No government can afford that and so they are very much straitjacketed regardless of their rhetoric or pedigree.

This means that in Western democracies today, voters choose not the party with the best policies so much as the party best able to manage the same set of policies. Of course, the parties make an attempt at product differentiation, but really it is a case of a Crunchie versus a Violet Crumble.

And if governments govern well but have been in too long, then the fact of their longevity is one reason to get rid of them, as we saw with the defeat of the Howard government.

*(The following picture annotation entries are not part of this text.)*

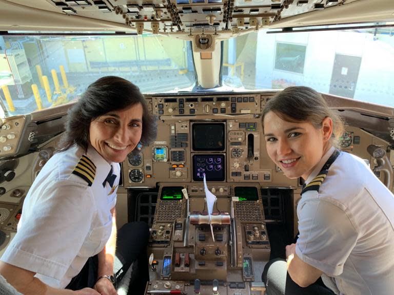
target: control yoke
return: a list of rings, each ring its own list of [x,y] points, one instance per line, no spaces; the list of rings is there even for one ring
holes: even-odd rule
[[[387,156],[386,151],[375,144],[370,144],[367,148],[367,151],[374,159],[376,160],[378,166],[373,168],[373,172],[383,171],[386,175],[385,185],[389,190],[392,188],[393,172],[391,163]]]

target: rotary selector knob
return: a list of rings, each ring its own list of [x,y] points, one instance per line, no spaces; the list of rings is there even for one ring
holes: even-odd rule
[[[171,283],[169,282],[166,282],[164,283],[164,288],[166,289],[169,289],[171,288]]]
[[[4,177],[7,181],[11,181],[15,177],[15,172],[12,170],[8,170],[4,173]]]

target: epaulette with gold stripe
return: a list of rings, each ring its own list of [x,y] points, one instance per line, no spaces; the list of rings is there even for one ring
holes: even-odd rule
[[[339,156],[340,153],[341,152],[338,150],[336,149],[332,154],[328,158],[328,160],[327,160],[327,162],[326,162],[324,165],[323,165],[323,167],[320,171],[320,172],[319,173],[318,176],[312,179],[310,182],[302,188],[301,195],[304,194],[305,192],[308,192],[308,191],[316,191],[319,192],[319,190],[320,188],[320,185],[321,185],[324,179],[326,178],[326,176],[327,176],[327,174],[328,173],[328,168],[331,166],[331,164],[334,162],[334,161],[337,159],[337,158],[338,157],[338,156]]]
[[[96,174],[96,166],[89,158],[83,155],[80,159],[72,174],[86,180],[88,185],[91,186]]]
[[[320,188],[320,185],[324,180],[324,178],[327,176],[327,174],[328,173],[328,170],[323,170],[320,171],[319,175],[312,179],[310,182],[303,187],[301,195],[304,194],[305,192],[308,192],[308,191],[316,191],[319,192],[319,189]]]

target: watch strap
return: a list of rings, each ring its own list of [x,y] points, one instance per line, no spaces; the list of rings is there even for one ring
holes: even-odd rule
[[[115,284],[115,278],[114,278],[113,276],[112,276],[112,275],[104,275],[103,276],[100,276],[100,277],[98,277],[98,278],[97,278],[97,281],[96,281],[96,282],[98,281],[98,280],[103,279],[103,278],[105,278],[106,279],[108,279],[112,284]]]

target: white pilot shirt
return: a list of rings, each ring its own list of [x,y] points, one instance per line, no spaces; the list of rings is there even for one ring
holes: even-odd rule
[[[90,183],[73,173],[84,155],[96,167]],[[51,287],[66,287],[110,236],[120,175],[119,164],[112,165],[113,187],[103,187],[111,166],[90,144],[86,154],[76,146],[55,154],[29,191],[16,235],[1,260],[36,272]]]
[[[306,184],[334,151],[325,154]],[[342,152],[317,191],[297,206],[296,253],[331,277],[341,294],[394,291],[394,196],[361,159]]]

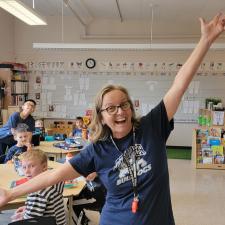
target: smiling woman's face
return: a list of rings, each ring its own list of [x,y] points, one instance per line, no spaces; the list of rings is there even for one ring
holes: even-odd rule
[[[127,95],[120,90],[113,90],[106,93],[102,101],[102,109],[110,106],[120,106],[128,101]],[[132,110],[128,107],[122,110],[117,107],[117,112],[113,115],[109,114],[106,110],[101,112],[102,124],[106,124],[112,131],[114,138],[122,138],[126,136],[132,129]]]

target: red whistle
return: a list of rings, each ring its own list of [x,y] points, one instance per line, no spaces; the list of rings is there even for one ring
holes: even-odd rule
[[[133,202],[132,202],[132,213],[136,213],[138,210],[138,199],[134,198]]]

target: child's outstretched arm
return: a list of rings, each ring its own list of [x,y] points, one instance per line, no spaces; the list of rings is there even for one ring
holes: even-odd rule
[[[19,196],[36,192],[60,181],[71,180],[79,176],[80,174],[74,170],[70,163],[65,163],[60,165],[59,168],[41,173],[13,189],[5,190],[0,188],[0,208]]]

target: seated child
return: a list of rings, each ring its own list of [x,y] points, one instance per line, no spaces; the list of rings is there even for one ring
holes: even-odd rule
[[[4,163],[12,160],[15,154],[21,154],[27,150],[31,150],[30,137],[27,132],[28,126],[25,123],[19,123],[13,132],[16,145],[12,146],[6,153]]]
[[[85,137],[84,137],[84,131],[86,132]],[[88,130],[87,130],[87,127],[85,127],[83,118],[81,116],[76,117],[75,128],[74,128],[73,132],[70,133],[69,136],[74,137],[74,138],[80,137],[83,139],[87,139]]]
[[[24,174],[32,179],[47,170],[47,156],[41,150],[33,150],[20,156]],[[13,221],[29,219],[37,216],[53,216],[57,225],[66,225],[63,204],[64,182],[60,182],[27,196],[26,205],[18,208],[12,216]]]
[[[44,128],[43,120],[41,120],[41,119],[35,120],[35,132],[34,132],[34,134],[40,135],[40,141],[45,140],[45,128]]]

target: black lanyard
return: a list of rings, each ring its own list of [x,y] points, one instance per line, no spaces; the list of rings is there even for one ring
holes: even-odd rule
[[[123,161],[126,164],[126,166],[128,168],[128,171],[129,171],[129,174],[131,176],[131,182],[132,182],[133,192],[134,192],[134,198],[133,198],[133,202],[132,202],[132,212],[136,213],[136,211],[138,209],[139,199],[138,199],[138,190],[137,190],[137,165],[136,165],[135,131],[133,129],[133,145],[134,145],[134,154],[132,154],[133,162],[134,162],[133,163],[133,170],[132,170],[132,165],[129,162],[129,158],[120,151],[120,149],[116,145],[115,141],[113,140],[112,135],[110,135],[110,138],[111,138],[111,141],[112,141],[113,145],[115,146],[116,150],[122,154]]]

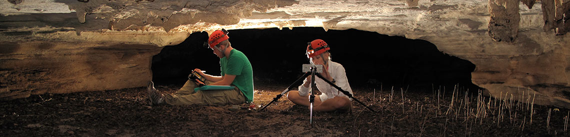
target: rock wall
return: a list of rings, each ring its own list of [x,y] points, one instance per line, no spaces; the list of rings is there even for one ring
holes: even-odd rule
[[[5,41],[0,46],[0,99],[144,86],[152,79],[152,56],[162,49],[155,44],[164,40],[179,43],[170,39],[188,35],[84,32],[77,36],[73,31],[28,32],[36,34],[20,32],[23,38],[15,38],[18,35],[11,33],[9,38],[43,40]]]

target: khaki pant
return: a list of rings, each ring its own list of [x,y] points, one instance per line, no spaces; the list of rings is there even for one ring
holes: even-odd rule
[[[206,85],[213,83],[206,81]],[[208,104],[214,105],[225,105],[228,104],[241,104],[246,102],[243,93],[236,87],[231,90],[198,90],[194,88],[198,85],[193,81],[186,81],[186,84],[174,94],[166,94],[164,101],[172,105],[190,105],[192,104]]]

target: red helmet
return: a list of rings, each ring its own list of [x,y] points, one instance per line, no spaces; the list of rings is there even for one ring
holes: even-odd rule
[[[307,44],[308,45],[307,46],[307,57],[308,58],[320,55],[331,49],[331,48],[328,47],[328,44],[327,44],[327,43],[321,39],[316,39],[307,43]]]
[[[214,49],[214,46],[218,45],[220,42],[226,40],[230,38],[227,36],[227,34],[229,32],[226,30],[226,29],[222,28],[222,30],[216,30],[210,35],[210,38],[208,39],[208,45],[210,45],[210,48]]]

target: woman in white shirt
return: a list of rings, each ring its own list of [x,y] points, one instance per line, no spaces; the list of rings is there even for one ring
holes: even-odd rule
[[[348,84],[344,67],[340,64],[331,61],[331,53],[328,52],[329,49],[330,47],[323,40],[313,40],[308,43],[307,47],[307,57],[310,59],[311,64],[323,65],[323,72],[319,73],[323,77],[340,87],[343,90],[349,92],[351,94],[353,94],[352,89]],[[320,78],[315,77],[315,80],[317,88],[323,94],[315,96],[315,102],[313,103],[314,110],[317,111],[351,110],[352,99]],[[310,75],[305,78],[303,85],[299,86],[299,91],[290,92],[287,94],[287,98],[295,104],[309,106],[310,88],[311,76]]]

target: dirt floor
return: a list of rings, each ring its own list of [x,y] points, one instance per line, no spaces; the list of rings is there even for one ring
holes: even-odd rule
[[[157,85],[174,93],[181,85]],[[231,105],[149,106],[145,88],[33,95],[0,102],[5,136],[568,136],[569,110],[506,102],[461,90],[428,92],[354,89],[352,113],[314,113],[283,97],[287,88],[256,85],[254,110]],[[449,89],[449,88],[448,88]],[[459,90],[459,92],[457,92]],[[439,94],[439,96],[438,96]],[[445,96],[444,96],[445,95]],[[531,95],[532,96],[532,95]],[[507,97],[510,98],[510,97]],[[529,99],[530,98],[530,99]],[[532,97],[524,98],[532,101]],[[403,102],[403,104],[402,104]],[[244,104],[243,106],[248,105]],[[530,110],[534,110],[531,113]]]

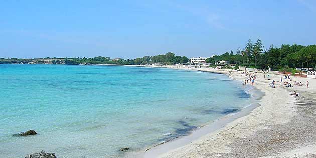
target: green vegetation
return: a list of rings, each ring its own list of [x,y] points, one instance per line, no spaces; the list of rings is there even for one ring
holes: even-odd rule
[[[307,46],[282,45],[280,48],[271,45],[269,49],[265,51],[263,51],[263,46],[260,39],[254,44],[249,40],[243,50],[238,47],[236,54],[234,55],[232,51],[230,53],[226,52],[208,58],[206,62],[214,64],[220,61],[228,61],[231,64],[238,64],[248,68],[266,70],[270,67],[273,70],[283,68],[315,68],[316,67],[315,45]]]
[[[189,59],[185,56],[175,56],[173,53],[168,53],[165,55],[159,55],[154,56],[144,56],[135,59],[126,60],[118,58],[111,60],[109,57],[96,57],[94,58],[50,58],[47,57],[44,58],[37,59],[18,59],[0,58],[0,64],[28,64],[33,62],[35,64],[123,64],[123,65],[140,65],[159,63],[162,64],[175,64],[185,63],[189,62]]]

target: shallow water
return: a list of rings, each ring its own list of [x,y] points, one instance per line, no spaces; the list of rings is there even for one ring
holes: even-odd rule
[[[0,87],[2,157],[121,156],[121,147],[185,135],[251,101],[226,75],[164,68],[0,65]],[[39,134],[12,136],[31,129]]]

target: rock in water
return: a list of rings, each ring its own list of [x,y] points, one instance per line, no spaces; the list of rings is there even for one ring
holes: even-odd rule
[[[25,158],[56,158],[54,153],[45,152],[42,150],[39,152],[33,152],[29,154]]]
[[[26,132],[22,132],[18,134],[13,134],[13,136],[27,136],[31,135],[36,135],[37,133],[34,130],[29,130]]]
[[[127,151],[129,149],[129,148],[128,147],[123,147],[123,148],[121,148],[121,149],[120,149],[119,150],[121,151]]]

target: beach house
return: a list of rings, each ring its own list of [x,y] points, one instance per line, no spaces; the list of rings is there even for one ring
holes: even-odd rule
[[[206,59],[210,57],[198,57],[190,58],[190,63],[194,65],[200,65],[206,63]]]

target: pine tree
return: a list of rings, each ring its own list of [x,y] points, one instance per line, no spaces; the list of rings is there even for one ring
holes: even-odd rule
[[[255,68],[257,68],[257,58],[258,55],[263,51],[263,44],[259,39],[253,45],[253,56],[255,57]]]
[[[240,55],[241,54],[241,50],[240,50],[240,47],[238,47],[237,50],[236,51],[236,54]]]
[[[247,57],[247,66],[248,67],[248,58],[250,55],[252,54],[252,51],[253,51],[253,47],[252,46],[252,43],[251,40],[248,40],[247,45],[245,48],[245,53],[246,53],[246,56]]]

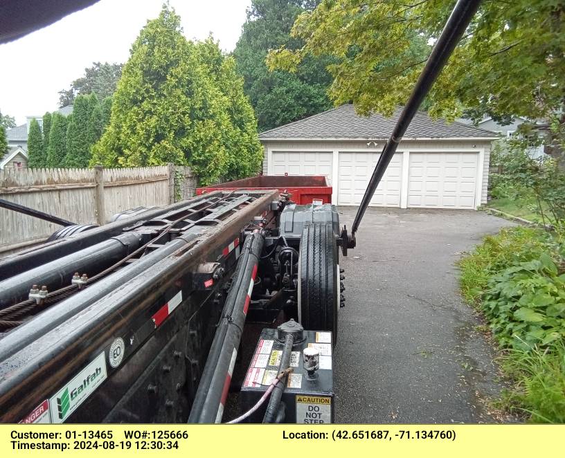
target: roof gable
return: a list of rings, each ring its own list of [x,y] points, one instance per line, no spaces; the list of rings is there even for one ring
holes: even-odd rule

Certainly, getting rid of a good but long-serving government is no bad thing. The experience of Asia shows why. The coalition that rules Malaysia has been in power non-stop for 50 years. Several ministers are particularly long-serving. Samy Vellu has been Public Works Minister since 1995. Rafidah Aziz has been Trade and Industry Minister since 1987 — that's an extraordinary 20 years in the one portfolio.

Both these ministers are responsible for allocating millions in contracts each year. One can only imagine the relationships that emerge between contractors and ministers with such longevity. Change ministers and such relationships are reduced. Change governments and all relationships are swept away.

So in this regard, changing governments can help extend prosperity rather than put it at risk. It helps to minimise the risk of corruption. Moreover, governments need to be kept on their toes, or they start to tread on the toes of others. Opposition figures and dissidents in Singapore, Malaysia, Vietnam, Burma, China and North Korea can testify to that.

Perhaps this is something for several of Asia's leaders to think about when they meet Senator Wong at the UN's climate change conference in Bali this week. She will be there as an Australian. As a Malaysian, she would not have had the chance.